Ram Dass, Fierce Grace (2001)
Director:
Mickey LemleDirector:
This is a documentary film about Richard Alpert who became Ram Dass and focuses on a life changing stroke that occurred in his mid 60s.
It goes through his story. He was a child the Boston elite, his father a wealthy industrialist. The film has clips from home movies shot in the 1930s and 40s on their 300 acre estate in New Hanpshire, complete with 3 hole golf course. He was the youngest and darling of a family of three boys.
He becomes a Harvard professor. At Harvard he meets up with Timothy Leary, gets into LSD research with him and gets fired from Harvard with him. They land for a time in Millbrook, NY at the Hitchcock Estate and continue the LSD work in a much freer way than they could at Harvard. Ram Dass revisits Millbrook in the movie and marvels at the enormous house it has, with 50 or 60 rooms. This becomes a counter culture scene that went on for about 5 years 1963-68. It eventually falls apart, Alpert describes it getting excessive with him and others obviously overindulging. Alpert breaks from this Leary dominated situation.
Then he goes to India, meets guru Neem Karoli Baba and is amazed by his powers in mind reading.
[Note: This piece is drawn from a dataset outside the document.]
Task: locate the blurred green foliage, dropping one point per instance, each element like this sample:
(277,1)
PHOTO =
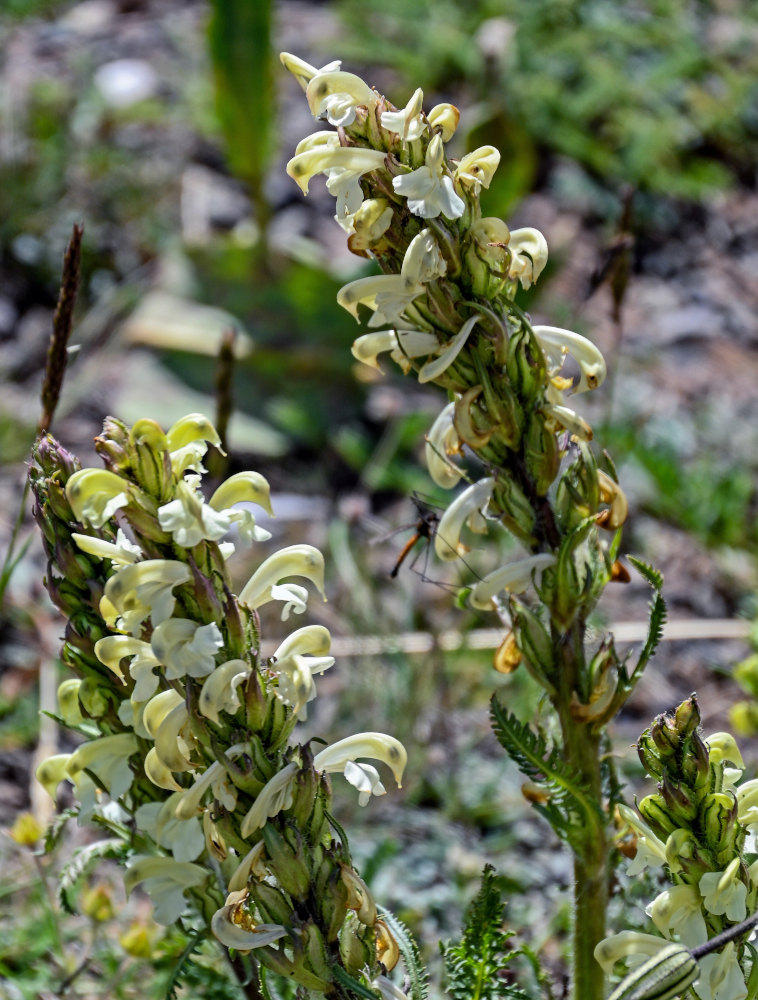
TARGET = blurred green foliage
(660,94)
Neem Karoli Baba asks to try some LSD and takes a massive dose afterwhich he exhibits no effect.
I remember reading about this in the old Ram Dass book Be Here Now. Frankly I have trouble buying into it. Neem Karoli Baba might have been a sort of great teacher, but could have also been a bit of a trickster magician. He could have very easily been given the tiny LSD tablets and not actually consumed them. At any rate this is profoundly impressive to Alpert and he goes Indian and returns to the USA as Ram Dass spiritual teacher in Indian like dress and manor, himself transforming into a guru for the new age, the hippie generation. The film shows lovely footage of him in early stages of this at the family's estate where young people have come to be with him and receive his teachings. They chant, sing Hari Krishna on the golf course, young westerners, seekers, embracing this very exotic Indian religious stuff.
This is the background information of a film that is about the aftermath of this stroke. We see him in the year 2000, now reverting to western clothing going through physical and speech therapy, and struggling to get around with the right side of his body not cooperating as it had before.
He speaks of being “stroked” and taking it as a new lesson that he needed even though he did not particularly welcome it.
Ram Dass comes off in this movie as a very nice man. His teaching, not very clear in the movie, appears to be benign at least, a type of self-help therapist. He is clearly a child of wealthy elite and exhibits no hesitation at talking on a leadership role. It is something he feel entitled to. There are a lot of people like him. I have not read any of his books, Just pieces of Be Here Now, but as a popular cultural figure he doesn’t appear to be harmful. I am convinced that many people have found things in his work that help them through life.
The film shows this and depicts him as a caring, compassionate, person.
Yet as I followed the story I saw a man lucky wealthy by birth. A situation that makes even the stroke aftermath, with so many people working to serve and help him, a great deal easier than it might be for so many of us who are less privileged. This does not discount what he has to share but I think it is best listened to in privileged context.
It is not unusual for the psychedelic experience to reset people into “spiritual”. I know people personally who are more or less transformed in this way, some embracing surprisingly exotic modalities. This didn’t happen to me. LSD instantly gave me a new view of life, the planet, and my place within it. But I didn’t feel the need to name it, remediate it, and turn this profound direct experience into something as codified as religion, or “spiritual”, as many others apparently are drawn to do. The attaching of this experience to symbols of religion is an interesting phenomenon for sure.